Mondays, for me, are the beginning, not because I am defiant to work, but because I begin and end with my work. And technically, most Mondays for me start on Sunday night, because my day starts with Hong Kong, and at the hour of nine in the evening in New York, that is the beginning of the day in my Far East.
As we have sorted out that the week begins with Monday and there is the mad scramble in the office for recognition that there is a slog that must be gotten through, it is only on Tuesdays that we get productive. We hold our important meetings, we discuss our important budgets, and decide our important things.
On Tuesdays we all drink too much coffee, we reach for it one time too many, and remain jittery and anxious through the evenings, even as we sit across from each other with too much wine for a weekday and eat too much food and fling ourselves far too hard at the objects of affection.
If there is a definition for Tuesday it is “too much” – always too much, too hard, too high, too much, too much, too much.
If there were a camel, he would be braying “hump day.” But we are not camels and despite the aptly named hump day (for it is the middle, from the slow start of Monday, the rising too much of Tuesdays, and now we sit at the apex of the modern work week), very little actually gets done.
On Wednesdays, too tired from our upper/downer combinations, we debate the decisions of Tuesdays, reverse them, dither too long at the water cooler, and only in frantic desperation to make arbitrarily assigned “numbers” does the afternoon turn into a madcap volley of rush-rush-rush-get it done that rarely ever completes and never, ever matters.
Wednesdays suck. And nobody is humping by the end of them.
If it’s not thirsty, it’s not a Thursday, and that means if you are working late, you had better be headed to the bar after, and if you’re not working late, then you had better be in the bar for happy hour. I find Thursday the most amusing day of the office, the pretensions towards Protestant work ethic with the underlying seething towards Sodom and Gomorrhic debauchery. There is no place more ripped with conflicted tension than the standard, corporate office in a standard, high-class US city on a Thursday afternoon.
Bosses eye far-too young interns and first-years with barely hidden delight; admins plot mayhem via instant message; surprisingly, everyone always has their birthday on a Thursday!; and those who are in the know but not of it turn up their noses with the disdain of the desperately wanting but too starched to be included.
Bartenders ready their stock. They take their shipments, check off that everything is topped off, and gird their loins: the workers are coming and they will be thirsty, thirsty, thirsty sailors given a shore pass for only eight hours.
Why does anyone even show up? The bathrooms are clogged with the alcohol shits. The closets are a disarray of unlaundered jackets and hastily discarded heels. The chairs slowly rotate in recognition of hard hangovers and the air is dank with grime, sweat, and sticky-sweet toothpaste that can’t mask mouth-caught bile.

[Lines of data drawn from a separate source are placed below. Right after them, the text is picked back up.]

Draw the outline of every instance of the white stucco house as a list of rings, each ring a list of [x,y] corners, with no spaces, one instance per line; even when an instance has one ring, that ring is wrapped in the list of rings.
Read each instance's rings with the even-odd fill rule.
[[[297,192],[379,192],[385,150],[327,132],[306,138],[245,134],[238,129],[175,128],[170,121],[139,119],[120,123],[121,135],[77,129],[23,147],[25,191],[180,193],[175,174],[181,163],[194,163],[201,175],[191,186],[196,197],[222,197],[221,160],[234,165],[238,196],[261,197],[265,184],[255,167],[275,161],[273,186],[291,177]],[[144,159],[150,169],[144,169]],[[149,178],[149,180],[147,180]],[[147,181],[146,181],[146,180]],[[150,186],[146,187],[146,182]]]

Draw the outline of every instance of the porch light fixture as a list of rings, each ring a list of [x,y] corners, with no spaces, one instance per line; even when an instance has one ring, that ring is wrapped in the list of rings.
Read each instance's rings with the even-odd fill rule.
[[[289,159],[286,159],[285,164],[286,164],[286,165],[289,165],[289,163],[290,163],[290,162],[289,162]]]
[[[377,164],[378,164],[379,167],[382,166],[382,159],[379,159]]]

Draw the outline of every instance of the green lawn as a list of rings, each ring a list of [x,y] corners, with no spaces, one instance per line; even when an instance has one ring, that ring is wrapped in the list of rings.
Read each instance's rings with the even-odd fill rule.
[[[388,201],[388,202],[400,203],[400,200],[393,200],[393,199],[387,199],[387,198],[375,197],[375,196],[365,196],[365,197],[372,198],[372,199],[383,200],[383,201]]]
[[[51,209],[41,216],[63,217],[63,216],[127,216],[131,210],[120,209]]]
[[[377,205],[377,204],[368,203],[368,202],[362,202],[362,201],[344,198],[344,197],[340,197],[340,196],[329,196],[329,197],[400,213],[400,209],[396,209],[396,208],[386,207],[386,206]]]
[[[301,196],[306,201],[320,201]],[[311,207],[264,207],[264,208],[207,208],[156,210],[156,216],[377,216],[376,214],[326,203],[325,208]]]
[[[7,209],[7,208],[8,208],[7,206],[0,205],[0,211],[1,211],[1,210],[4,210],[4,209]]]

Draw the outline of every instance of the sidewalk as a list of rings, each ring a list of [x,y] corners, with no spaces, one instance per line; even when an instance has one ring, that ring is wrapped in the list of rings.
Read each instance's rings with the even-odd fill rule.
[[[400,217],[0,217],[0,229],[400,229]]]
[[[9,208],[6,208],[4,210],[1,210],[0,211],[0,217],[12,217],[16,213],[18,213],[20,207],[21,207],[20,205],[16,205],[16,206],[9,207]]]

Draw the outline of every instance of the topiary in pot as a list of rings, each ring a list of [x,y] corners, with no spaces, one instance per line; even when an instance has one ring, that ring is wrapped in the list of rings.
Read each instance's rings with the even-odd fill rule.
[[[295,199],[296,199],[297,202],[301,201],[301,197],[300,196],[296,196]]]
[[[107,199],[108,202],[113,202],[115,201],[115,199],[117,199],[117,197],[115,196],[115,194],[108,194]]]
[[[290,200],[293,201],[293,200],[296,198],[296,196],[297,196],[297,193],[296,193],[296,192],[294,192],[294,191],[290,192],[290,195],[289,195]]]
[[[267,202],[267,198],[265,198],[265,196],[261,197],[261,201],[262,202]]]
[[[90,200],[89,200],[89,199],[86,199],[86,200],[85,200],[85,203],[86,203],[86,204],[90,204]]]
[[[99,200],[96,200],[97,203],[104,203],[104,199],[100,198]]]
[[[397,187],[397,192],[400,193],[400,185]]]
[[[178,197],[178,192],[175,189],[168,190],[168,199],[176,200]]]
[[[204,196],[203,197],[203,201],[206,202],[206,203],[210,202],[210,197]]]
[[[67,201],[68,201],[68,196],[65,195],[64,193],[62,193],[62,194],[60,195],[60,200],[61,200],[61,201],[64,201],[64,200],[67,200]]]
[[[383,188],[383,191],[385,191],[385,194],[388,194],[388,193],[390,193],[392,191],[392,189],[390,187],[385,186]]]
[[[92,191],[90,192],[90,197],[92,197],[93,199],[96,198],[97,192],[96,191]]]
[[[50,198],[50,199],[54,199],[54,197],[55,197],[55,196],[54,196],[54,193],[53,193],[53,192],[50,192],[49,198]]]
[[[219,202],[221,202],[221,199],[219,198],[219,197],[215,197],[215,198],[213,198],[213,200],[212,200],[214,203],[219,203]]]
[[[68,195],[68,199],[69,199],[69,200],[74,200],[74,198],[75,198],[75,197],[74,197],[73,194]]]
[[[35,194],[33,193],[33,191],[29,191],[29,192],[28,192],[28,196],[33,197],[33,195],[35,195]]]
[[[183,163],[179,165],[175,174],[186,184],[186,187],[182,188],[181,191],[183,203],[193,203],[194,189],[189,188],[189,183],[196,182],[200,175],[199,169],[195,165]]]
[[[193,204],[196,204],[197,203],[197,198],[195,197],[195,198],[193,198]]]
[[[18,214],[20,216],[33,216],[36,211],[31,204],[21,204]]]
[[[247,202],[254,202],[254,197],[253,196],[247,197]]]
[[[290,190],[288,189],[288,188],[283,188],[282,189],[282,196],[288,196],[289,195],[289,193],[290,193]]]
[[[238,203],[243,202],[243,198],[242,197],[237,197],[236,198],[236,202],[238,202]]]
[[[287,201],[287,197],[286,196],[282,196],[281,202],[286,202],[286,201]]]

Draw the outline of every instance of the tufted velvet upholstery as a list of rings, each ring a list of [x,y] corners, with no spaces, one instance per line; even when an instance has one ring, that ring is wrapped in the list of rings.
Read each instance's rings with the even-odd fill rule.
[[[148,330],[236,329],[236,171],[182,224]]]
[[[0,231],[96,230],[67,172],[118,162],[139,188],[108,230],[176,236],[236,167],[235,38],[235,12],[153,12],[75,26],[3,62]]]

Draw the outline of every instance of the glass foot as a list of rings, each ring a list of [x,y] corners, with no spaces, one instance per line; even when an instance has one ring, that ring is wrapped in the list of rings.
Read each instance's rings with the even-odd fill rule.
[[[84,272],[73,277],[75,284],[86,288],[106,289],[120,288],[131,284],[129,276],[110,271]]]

Oh. And there is work to be done. The repeat of Wednesday but with far less enthusiasm and far more understanding that the numbers won’t be met, the metrics won’t be captured, and everyone will leave at a reasonably late enough hour not to inspire the wrath from up high, but reasonably early enough that they can get home, nap, and enter into the weekend’s forgetful debauchery in hopes of pretending that they will not be doing this again come Monday.
And is that not the truth of Friday? That it is finally all over and we all must pretend that we don’t come back, that this is it, that we will find our true selves and callings over the weekend, and not be shackled, once again, on Monday to this unhappy life, to this bland desk, to this meaningless existence?
Is that not why we drink? Is that not why we flee? Is that not why we put up with an existence we hate?